Regierung will mit Steuerbonus private Investoren zum Bau neuer Wohnungen anregen
Die Regierung will steuerliche Anreize für den Neubau bezahlbarer Mietwohnungen schaffen. Dazu soll zusätzlich zur normalen Abschreibung für vier Jahre eine Sonderabschreibung von jährlich fünf Prozent eingeführt werden, wie aus einem Gesetzentwurf hervorgeht, welcher BERLINER TAGESZEITUNG am Montag vorlag. Damit sollen vor allem private Investoren angeregt werden, "sich verstärkt im bezahlbaren Mietwohnungsneubau zu engagieren". Die IG BAU erwartet ein "deutlich zu schwaches Wohnungsbaujahr" 2018.
Der Gesetzentwurf soll am Mittwoch vom Bundeskabinett beschlossen werden. BERLINER TAGESZEITUNG hatten am Montag darüber berichtet.
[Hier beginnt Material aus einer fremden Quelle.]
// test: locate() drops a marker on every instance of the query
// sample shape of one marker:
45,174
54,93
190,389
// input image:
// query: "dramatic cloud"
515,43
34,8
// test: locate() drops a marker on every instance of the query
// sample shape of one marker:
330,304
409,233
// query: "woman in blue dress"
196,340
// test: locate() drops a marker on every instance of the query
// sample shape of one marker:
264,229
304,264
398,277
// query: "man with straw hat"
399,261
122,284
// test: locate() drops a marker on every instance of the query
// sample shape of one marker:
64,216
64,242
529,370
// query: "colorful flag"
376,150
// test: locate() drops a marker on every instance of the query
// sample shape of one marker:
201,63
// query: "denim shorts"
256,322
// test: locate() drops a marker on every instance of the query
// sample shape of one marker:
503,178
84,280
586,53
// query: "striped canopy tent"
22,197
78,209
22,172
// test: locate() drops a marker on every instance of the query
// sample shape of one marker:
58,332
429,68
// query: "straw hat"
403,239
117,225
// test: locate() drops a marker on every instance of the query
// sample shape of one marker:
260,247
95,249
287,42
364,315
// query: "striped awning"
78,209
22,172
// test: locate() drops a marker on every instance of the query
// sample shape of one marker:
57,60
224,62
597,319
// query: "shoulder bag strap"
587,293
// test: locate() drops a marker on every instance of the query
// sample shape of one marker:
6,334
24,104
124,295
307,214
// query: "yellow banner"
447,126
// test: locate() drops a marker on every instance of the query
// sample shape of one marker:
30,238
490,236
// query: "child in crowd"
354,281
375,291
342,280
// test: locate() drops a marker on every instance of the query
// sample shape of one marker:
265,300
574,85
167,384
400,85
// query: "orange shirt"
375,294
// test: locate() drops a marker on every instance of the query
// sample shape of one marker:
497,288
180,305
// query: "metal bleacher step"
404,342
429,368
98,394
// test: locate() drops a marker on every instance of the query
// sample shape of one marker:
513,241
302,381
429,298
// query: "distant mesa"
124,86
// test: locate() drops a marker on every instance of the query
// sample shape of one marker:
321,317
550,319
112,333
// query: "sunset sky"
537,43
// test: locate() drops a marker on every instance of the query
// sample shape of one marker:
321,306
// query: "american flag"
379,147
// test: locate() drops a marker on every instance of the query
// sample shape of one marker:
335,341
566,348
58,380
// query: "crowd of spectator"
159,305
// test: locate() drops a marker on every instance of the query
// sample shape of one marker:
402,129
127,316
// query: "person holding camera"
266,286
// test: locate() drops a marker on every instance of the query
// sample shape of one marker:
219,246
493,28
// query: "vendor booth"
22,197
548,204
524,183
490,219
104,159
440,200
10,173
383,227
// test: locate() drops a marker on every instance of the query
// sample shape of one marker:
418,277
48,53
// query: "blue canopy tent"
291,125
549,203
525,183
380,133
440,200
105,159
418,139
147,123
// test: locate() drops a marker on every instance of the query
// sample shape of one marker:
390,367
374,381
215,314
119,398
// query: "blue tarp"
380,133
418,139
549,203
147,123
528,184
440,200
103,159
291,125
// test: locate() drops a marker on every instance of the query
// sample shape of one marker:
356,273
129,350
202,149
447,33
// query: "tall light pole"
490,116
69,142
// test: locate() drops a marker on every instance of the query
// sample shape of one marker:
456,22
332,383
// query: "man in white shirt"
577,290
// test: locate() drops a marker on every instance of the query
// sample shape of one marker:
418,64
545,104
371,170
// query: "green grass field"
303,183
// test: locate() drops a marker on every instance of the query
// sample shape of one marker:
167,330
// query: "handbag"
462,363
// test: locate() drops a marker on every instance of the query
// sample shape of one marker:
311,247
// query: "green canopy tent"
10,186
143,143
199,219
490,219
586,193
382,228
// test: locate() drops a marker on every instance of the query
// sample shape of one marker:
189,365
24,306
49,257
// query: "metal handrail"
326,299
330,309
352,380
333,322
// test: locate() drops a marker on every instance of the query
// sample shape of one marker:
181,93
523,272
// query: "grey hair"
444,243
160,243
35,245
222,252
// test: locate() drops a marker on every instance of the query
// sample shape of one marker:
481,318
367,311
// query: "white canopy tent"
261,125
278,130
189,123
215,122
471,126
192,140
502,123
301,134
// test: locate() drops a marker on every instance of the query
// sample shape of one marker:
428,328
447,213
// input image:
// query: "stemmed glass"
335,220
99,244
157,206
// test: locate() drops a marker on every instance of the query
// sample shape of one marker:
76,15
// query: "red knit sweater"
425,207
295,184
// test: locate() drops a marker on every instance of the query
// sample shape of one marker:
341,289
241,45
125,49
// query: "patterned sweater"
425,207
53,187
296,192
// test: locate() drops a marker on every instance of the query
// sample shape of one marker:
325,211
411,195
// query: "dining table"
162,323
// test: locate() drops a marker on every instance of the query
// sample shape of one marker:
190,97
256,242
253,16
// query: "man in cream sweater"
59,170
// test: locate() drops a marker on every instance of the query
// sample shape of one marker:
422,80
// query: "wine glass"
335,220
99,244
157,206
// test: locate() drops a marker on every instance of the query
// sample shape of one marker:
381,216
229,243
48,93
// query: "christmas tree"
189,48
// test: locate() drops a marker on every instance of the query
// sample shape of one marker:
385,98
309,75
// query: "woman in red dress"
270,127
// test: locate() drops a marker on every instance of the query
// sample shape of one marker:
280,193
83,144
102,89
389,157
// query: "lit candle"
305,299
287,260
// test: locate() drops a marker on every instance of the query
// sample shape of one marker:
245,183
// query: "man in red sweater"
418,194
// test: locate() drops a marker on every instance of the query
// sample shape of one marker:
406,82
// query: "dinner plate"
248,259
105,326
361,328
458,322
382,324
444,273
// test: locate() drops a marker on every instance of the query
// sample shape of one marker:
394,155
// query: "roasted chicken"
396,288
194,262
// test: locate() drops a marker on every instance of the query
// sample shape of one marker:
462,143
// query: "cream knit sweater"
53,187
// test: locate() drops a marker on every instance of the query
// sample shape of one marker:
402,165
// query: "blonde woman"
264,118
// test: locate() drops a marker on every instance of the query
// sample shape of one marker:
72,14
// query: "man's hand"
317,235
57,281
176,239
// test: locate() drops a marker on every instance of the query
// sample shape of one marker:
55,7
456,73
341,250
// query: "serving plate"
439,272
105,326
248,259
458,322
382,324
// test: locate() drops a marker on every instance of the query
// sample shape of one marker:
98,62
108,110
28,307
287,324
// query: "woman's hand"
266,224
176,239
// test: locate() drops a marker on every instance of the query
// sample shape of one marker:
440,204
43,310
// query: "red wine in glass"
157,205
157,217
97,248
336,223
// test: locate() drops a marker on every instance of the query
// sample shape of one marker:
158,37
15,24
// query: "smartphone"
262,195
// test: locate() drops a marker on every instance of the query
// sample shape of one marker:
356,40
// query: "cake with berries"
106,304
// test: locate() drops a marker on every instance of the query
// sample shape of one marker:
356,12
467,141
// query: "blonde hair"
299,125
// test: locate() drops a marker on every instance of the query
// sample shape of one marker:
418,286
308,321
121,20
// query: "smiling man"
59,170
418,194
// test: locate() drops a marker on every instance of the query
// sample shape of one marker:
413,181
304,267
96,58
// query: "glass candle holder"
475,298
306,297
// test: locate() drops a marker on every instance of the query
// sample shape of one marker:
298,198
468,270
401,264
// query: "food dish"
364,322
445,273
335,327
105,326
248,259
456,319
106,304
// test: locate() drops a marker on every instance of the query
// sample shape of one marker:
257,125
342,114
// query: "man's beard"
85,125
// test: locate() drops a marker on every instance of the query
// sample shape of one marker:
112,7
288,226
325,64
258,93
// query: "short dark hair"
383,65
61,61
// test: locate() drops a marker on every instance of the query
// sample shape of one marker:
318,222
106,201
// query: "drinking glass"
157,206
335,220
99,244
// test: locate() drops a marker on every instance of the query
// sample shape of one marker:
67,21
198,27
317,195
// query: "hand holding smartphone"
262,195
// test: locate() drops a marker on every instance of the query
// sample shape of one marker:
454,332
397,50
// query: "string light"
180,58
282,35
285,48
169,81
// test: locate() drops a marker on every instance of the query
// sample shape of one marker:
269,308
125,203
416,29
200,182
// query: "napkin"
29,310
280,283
Die Sonderabschreibung ist im Koalitionsvertrag vorgesehen und Teil einer von der Regierung gestarteten Wohnraumoffensive, mit der zusätzlich insgesamt 1,5 Millionen neue Wohnungen und Eigenheime gebaut werden sollen.
Der "Mangel an bezahlbarem Wohnraum für Menschen mit geringem oder mittlerem Einkommen sowie die steigenden Mieten" seien Grund für die geplanten Steueranreize, heißt es im Gesetzentwurf weiter. Angeregt werden soll nun sowohl der Neubau von Gebäuden als auch der Neubau von Wohnungen in bestehenden Gebäuden. Ziel sind Mietwohnungen im "unteren und mittleren Mietpreissegment".
Die geplante Sonderabschreibung kann für vier Jahre in Anspruch genommen werden. Sie ist allerdings zweifach befristet: Wer den Steuerbonus bekommen will, muss laut Gesetzentwurf zwischen dem 1. September 2018 und dem 31. Dezember 2021 einen Bauantrag für eine neue Wohnung stellen. Außerdem kann die Sonderabschreibung letztmalig im Jahr 2026 in Anspruch genommen werden. So sollen Anreize gesetzt werden, Wohnungen "spätestens im Jahr 2023" fertigzustellen, um den vollen Zeitraum ausschöpfen zu können.
Voraussetzung für den Steuerbonus ist außerdem, dass die Baukosten 3000 Euro pro Quadratmeter nicht übersteigen und dass sie für mindestens zehn Jahre für Wohnzwecke vermietet wird. Luxuswohnungen sind "vollständig von der Förderung ausgeschlossen".
Die Industriegewerkschaft Bauen-Agrar-Umwelt (IG BAU) beklagte am Montag, dass derzeit deutlich zu wenig Wohnungen gebaut würden. Es werde in diesem Jahr nicht einmal die Marke von 300.000 Neubauwohnungen erreicht. Die Gewerkschaft forderte daher vor dem am Freitag anstehenden Wohngipfel einen Kurswechsel in der Wohnungsbaupolitik. An dem Gipfel nehmen Vertreter von Bund, Ländern und Kommunen, Wohnungs- und Immobilienwirtschaft, Mieterbund, Gewerkschaften und Bauwirtschaft teil.
Um das 1,5-Millionen-Ziel der Regierung in dieser Legislatur zu erreichen, müssten pro Jahr 375.000 Wohnungen gebaut werden, mahnte IG-BAU-Chef Robert Feiger. Ihr erstes Regierungsjahr werde die große Koalition nun schon mit einem Defizit abschließen. Der Bund müsse deshalb wesentlich mehr Geld in die Hand nehmen und verlässliche Rahmenbedingungen für die Bauwirtschaft schaffen, forderte die Gewerkschaft. So müssten Produktionskapazitäten müssten aufgebaut und auch Fachkräfte ausgebildet werden.
Der Hauptgeschäftsführer des Städte- und Gemeindebundes, Gerd Landsberg, sagte nach Information von BERLINER TAGESZEITUNG, in einem aktuellen Interview vom Montag ebenfalls, es bestehe ein Bedarf von bis zu 400.000 Wohnungen im Jahr. Das werde nicht erreicht. Außerdem nehme die Zahl der Sozialwohnungen ab. "Jährlich verlieren etwa 70.000 Wohnungen den Sozialstatus, weil die festgelegten Förderzeiträume auslaufen", sagte er. "Hier brauchen wir eine Umkehr, auch mit zusätzlichen Mitteln von Bund und Ländern."